My wife puts it this way with scallops (the scallop industry is in our family, sorry). If you want to buy scallops somewhere far from the ocean, you buy fried scallops because the scallop is basically ruined and you're just trying to get a hint of the flavor you like and drowning it in flavors that are palatable. If you eat a scallop off the boat, you pan-sear it with a pad of butter and some crushed cracker crumbs for about 2 minutes.

BUT, I tried some premade frozen impossible patties from costco, and I couldn’t believe how delicious they were

I didn't love Impossible. But I like my food elevated. I will agree that Impossible compares favorably to a "Applebees" burger, but I haven't eaten at Applebees in 5+ years. If I compare it instead to some fresh 80/20 from the butcher, mixed with a little bit of pork, it's a different world.

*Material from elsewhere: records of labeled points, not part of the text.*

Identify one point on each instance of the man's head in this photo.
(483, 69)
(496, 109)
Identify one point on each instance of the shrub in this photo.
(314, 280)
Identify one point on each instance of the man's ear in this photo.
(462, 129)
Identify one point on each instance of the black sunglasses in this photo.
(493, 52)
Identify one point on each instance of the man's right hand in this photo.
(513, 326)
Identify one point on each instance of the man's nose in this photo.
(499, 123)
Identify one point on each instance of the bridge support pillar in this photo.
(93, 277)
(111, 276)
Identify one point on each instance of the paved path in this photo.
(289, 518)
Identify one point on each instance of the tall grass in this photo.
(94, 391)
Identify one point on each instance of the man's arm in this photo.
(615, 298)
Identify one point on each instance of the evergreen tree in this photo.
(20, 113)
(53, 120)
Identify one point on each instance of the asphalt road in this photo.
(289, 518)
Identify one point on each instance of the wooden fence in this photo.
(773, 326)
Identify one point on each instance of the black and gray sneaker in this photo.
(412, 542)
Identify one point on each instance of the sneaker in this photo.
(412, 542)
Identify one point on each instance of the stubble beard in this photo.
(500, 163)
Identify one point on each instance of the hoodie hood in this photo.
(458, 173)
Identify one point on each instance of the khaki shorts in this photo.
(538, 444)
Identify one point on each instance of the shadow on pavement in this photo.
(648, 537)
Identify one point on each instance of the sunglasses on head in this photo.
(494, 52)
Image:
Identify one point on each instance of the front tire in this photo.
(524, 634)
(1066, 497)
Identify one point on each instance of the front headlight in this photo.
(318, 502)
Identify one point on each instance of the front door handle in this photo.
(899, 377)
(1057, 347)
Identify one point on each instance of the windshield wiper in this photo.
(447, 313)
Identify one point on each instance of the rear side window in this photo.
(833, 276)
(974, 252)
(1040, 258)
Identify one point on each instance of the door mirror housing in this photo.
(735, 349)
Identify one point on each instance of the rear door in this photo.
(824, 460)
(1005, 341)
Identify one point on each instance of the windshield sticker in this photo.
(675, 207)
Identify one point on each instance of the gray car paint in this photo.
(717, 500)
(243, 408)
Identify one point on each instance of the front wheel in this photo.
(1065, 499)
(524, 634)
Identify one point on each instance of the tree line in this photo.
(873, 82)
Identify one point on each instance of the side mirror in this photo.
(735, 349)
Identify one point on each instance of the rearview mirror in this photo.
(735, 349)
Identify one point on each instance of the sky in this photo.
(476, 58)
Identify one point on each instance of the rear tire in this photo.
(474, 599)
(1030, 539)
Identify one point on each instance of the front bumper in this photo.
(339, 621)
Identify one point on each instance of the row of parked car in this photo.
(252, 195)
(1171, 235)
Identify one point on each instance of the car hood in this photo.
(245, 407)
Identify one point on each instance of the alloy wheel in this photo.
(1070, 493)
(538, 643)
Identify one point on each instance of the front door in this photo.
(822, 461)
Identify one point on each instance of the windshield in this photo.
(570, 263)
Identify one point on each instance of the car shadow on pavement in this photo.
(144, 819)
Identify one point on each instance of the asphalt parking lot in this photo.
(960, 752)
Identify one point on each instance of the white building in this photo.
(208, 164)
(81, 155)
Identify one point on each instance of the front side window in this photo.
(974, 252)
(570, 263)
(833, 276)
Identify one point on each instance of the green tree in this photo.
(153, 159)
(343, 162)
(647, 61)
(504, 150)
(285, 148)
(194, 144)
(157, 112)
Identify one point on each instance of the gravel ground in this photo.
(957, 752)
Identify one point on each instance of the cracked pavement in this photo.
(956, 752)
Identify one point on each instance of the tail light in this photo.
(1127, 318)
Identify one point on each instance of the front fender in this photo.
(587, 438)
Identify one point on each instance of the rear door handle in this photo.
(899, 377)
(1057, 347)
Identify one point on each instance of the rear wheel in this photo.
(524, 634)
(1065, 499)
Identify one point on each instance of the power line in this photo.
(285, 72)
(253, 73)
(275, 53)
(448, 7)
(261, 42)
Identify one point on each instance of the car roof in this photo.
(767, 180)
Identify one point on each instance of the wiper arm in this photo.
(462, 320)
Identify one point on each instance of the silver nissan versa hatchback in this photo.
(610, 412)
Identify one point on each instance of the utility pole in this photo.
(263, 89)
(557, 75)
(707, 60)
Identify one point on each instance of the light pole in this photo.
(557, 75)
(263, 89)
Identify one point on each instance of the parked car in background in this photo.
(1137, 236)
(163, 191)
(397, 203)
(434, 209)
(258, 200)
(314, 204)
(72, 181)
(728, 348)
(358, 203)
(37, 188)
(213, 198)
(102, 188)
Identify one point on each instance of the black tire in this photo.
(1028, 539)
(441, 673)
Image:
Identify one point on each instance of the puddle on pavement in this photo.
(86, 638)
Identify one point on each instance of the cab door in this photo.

I'll agree the best fake meats can beat the worst real meats. I don't think that's a concession for someone who teaches himself to cook things because he thinks good food is worth the effort.

abraxas , to Climate - truthful information about climate, related activism and politics. in Eating Meat Is Bad for Climate Change, and Here Are All the Studies That Prove It

What's your take on a meat eater with a net-zero or net-negative carbon footprint? The same? What about a vegan that has to drive to work and can't quite get their carbon footprint to zero? Which one is better, the climate-hurting vegan or the climate-helping non-vegan?

abraxas , to Climate - truthful information about climate, related activism and politics. in Eating Meat Is Bad for Climate Change, and Here Are All the Studies That Prove It

I think you overestimate many of the people fighting on the vegan side of arguments these days ;)

And I mean that only half tongue-in-cheek. Too often, people who should be smart enough to know better put on blinders because "I love animals and don't want you eating them" mashes up with "what's actually good or bad for the environment and climate"

We absolutely should be making improvements to farming to continue to scale. Unlimited amounts of chicken or pork are indefinitely sustainable at the low-low price of perhaps making animal treatment vs climate decisions that might be difficult for some. I swear they hold on to the whole vegan thing because sometimes the most climate-friendly choice is a little less humane-seeming to some people.